(Many readers may not realize that this blog started off nearly 10 years ago as basically a travel and food blog for two twenty-somethings spending a year in Southeast Asia. This post is written in that earlier mode.)
Tiong Bahru is one of Singapore’s older neighborhoods. It’s also right in the middle of the gentrification process, which means something rather more extreme than it does in the US: highrise luxury apartments towering over more modest HDB housing. For the time being, though, Tiong Bahru retains its old-style character, and nothing captures it better than Tiong Bahru Market (which is, ironically, not that old).
This past Tuesday was a public holiday (Vesak Day), so I met an old college friend and her family at the Tiong Bahru Market for brunch.
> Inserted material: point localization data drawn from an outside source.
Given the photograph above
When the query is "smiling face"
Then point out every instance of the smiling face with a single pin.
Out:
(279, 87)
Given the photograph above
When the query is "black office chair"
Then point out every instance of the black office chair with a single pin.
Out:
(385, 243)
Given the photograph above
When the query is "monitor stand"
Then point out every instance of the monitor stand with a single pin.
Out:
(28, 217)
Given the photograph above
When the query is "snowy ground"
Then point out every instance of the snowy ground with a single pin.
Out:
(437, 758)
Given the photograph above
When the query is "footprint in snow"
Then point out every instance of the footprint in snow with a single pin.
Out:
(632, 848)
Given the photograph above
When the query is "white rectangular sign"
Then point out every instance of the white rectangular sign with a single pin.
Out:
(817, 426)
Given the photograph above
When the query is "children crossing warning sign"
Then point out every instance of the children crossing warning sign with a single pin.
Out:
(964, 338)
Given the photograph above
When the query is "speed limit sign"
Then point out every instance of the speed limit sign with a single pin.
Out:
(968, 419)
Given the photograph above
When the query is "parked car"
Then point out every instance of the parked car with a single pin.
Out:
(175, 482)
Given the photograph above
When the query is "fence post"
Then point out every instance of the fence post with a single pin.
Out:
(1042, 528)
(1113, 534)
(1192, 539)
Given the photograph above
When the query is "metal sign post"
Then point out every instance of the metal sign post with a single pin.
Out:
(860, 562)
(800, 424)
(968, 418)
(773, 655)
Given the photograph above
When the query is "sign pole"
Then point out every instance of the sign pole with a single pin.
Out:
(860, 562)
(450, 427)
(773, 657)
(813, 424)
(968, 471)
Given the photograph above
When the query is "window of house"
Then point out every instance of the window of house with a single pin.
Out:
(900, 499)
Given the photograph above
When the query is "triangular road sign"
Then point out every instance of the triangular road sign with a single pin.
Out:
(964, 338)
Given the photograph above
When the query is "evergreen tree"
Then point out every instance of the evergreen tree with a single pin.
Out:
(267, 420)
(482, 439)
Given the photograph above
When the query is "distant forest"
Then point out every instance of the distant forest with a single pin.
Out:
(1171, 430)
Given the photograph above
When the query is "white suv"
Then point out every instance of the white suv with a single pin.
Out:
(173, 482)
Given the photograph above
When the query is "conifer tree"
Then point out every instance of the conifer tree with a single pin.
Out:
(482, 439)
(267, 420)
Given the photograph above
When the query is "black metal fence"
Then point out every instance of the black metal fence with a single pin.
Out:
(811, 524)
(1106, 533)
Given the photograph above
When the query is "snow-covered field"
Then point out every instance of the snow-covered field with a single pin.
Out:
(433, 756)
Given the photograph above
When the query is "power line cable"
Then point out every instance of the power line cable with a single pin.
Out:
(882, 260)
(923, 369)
This is what many in Singapore call a “hawker center,” a centralized food court where small food vendors can sell inexpensive food under safe, regulated conditions (in true Singapore fashion).
It also has a nice regular market downstairs.
The produce looked particularly enticing, and had me wondering if I could find a proper kitchen to try things out before I left.
I’m a sucker for duck, so I found a semi-crowded vendor and got a big order of duck noodles.
Combined with good company and a pleasant almost-three-year-old who insisted on using chopsticks, it made for a great Vesak Day morning.
What you see in this picture are my duck noodles, an oyster omelet, an order of “carrot cake” (which has no carrots and is not a cake—it’s eggs with glutinous rice), and an order of tau fu fa.